AMR in Mono and Polymicrobial Biofilm-Associated Infection

AMR in Mono and Polymicrobial Biofilm-Associated Infection

Antimicrobial-tolerant E. faecalis (red) biofilm proliferating within an infective endocarditis vegetation. Inset depicts the entire vegetation. Confocal laser scanning microscopy (CLSM) reveals dense, treatment-refractory biofilm embedded within the infected tissue. False-colored inset shows the full vegetation. (H. Antypas)

Biofilms are structured microbial communities encased in an extracellular matrix that provide both physical and physiological protection from environmental stressors, including the host immune system and antibiotic treatment. Enterococcus faecalis readily forms biofilms on medical devices and damaged host tissues, contributing to chronic infections such as catheter-associated urinary tract infection, wound infection, and endocarditis. These infections are notoriously difficult to treat, in large part due to the altered antimicrobial tolerance associated with biofilm growth.

Our research focuses on understanding how E. faecalis establishes and maintains biofilm communities, both as a single species and in polymicrobial settings with co-occurring pathogens such as Escherichia coli, Staphylococcus aureus, and Pseudomonas aeruginosa. We study how biofilm architecture, metabolism, and signaling pathways contribute to augmented virulence and antimicrobial resilience, including non-heritable mechanisms of tolerance that differ from classical resistance. In polymicrobial biofilms, we are particularly interested in how interspecies interactions influence drug susceptibility and therapeutic failure.
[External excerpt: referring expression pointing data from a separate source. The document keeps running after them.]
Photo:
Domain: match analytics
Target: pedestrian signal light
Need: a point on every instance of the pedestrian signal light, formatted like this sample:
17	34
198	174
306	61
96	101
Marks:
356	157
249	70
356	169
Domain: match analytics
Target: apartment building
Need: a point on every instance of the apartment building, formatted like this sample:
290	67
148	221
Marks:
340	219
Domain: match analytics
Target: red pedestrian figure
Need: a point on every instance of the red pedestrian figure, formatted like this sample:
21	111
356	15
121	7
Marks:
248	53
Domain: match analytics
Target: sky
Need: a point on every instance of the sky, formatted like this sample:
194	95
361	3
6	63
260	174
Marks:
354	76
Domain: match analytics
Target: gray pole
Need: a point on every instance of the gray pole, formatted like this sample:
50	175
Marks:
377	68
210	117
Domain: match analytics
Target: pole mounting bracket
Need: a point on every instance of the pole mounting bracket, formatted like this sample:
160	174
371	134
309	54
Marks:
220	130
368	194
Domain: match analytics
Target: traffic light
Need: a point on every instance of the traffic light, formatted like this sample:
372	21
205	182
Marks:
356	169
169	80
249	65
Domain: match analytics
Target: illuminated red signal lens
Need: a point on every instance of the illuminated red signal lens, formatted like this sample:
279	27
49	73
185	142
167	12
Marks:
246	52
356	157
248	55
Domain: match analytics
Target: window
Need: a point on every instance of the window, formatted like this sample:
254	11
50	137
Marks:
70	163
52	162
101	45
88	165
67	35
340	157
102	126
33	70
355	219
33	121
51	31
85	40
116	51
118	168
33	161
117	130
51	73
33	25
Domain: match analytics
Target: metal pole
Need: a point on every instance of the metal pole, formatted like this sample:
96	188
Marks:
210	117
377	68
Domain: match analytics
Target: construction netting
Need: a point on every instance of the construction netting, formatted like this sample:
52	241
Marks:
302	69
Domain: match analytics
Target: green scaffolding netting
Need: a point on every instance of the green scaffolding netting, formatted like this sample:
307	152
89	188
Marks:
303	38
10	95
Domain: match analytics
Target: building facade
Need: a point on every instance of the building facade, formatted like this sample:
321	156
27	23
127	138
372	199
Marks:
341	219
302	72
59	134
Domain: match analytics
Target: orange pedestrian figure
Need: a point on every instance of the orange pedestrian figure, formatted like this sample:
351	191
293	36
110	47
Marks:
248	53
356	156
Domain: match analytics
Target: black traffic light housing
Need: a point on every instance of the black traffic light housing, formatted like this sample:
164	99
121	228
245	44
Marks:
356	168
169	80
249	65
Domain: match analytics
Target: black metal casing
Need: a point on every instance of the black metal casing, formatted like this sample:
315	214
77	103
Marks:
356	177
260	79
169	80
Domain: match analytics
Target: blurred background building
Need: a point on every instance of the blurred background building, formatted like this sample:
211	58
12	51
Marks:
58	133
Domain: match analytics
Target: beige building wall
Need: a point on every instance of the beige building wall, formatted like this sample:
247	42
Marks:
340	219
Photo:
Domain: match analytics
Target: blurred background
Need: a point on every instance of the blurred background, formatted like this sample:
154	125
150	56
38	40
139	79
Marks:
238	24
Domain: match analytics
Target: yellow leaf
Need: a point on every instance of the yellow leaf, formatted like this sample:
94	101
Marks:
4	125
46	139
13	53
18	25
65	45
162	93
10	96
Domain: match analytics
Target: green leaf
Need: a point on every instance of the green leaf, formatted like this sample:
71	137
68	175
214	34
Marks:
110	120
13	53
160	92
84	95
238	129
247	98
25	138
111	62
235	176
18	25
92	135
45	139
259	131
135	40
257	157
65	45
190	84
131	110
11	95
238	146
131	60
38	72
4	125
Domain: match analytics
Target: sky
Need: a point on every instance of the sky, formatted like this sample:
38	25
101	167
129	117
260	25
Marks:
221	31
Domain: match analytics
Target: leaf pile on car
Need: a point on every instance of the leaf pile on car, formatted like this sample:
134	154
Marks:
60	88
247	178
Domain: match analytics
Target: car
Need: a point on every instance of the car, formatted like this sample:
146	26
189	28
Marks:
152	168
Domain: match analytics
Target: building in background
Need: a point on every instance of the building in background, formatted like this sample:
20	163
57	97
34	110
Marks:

Using a combination of in vitro biofilm models, in vivo infection systems, transcriptomics, and forward genetic screens, we identify bacterial and community-level factors that mediate biofilm-associated antimicrobial tolerance and immune evasion. These insights help inform the design of more effective treatment strategies that target the unique biology of biofilm-associated infections and mitigate the impact of antimicrobial resistance (AMR) in complex infection settings.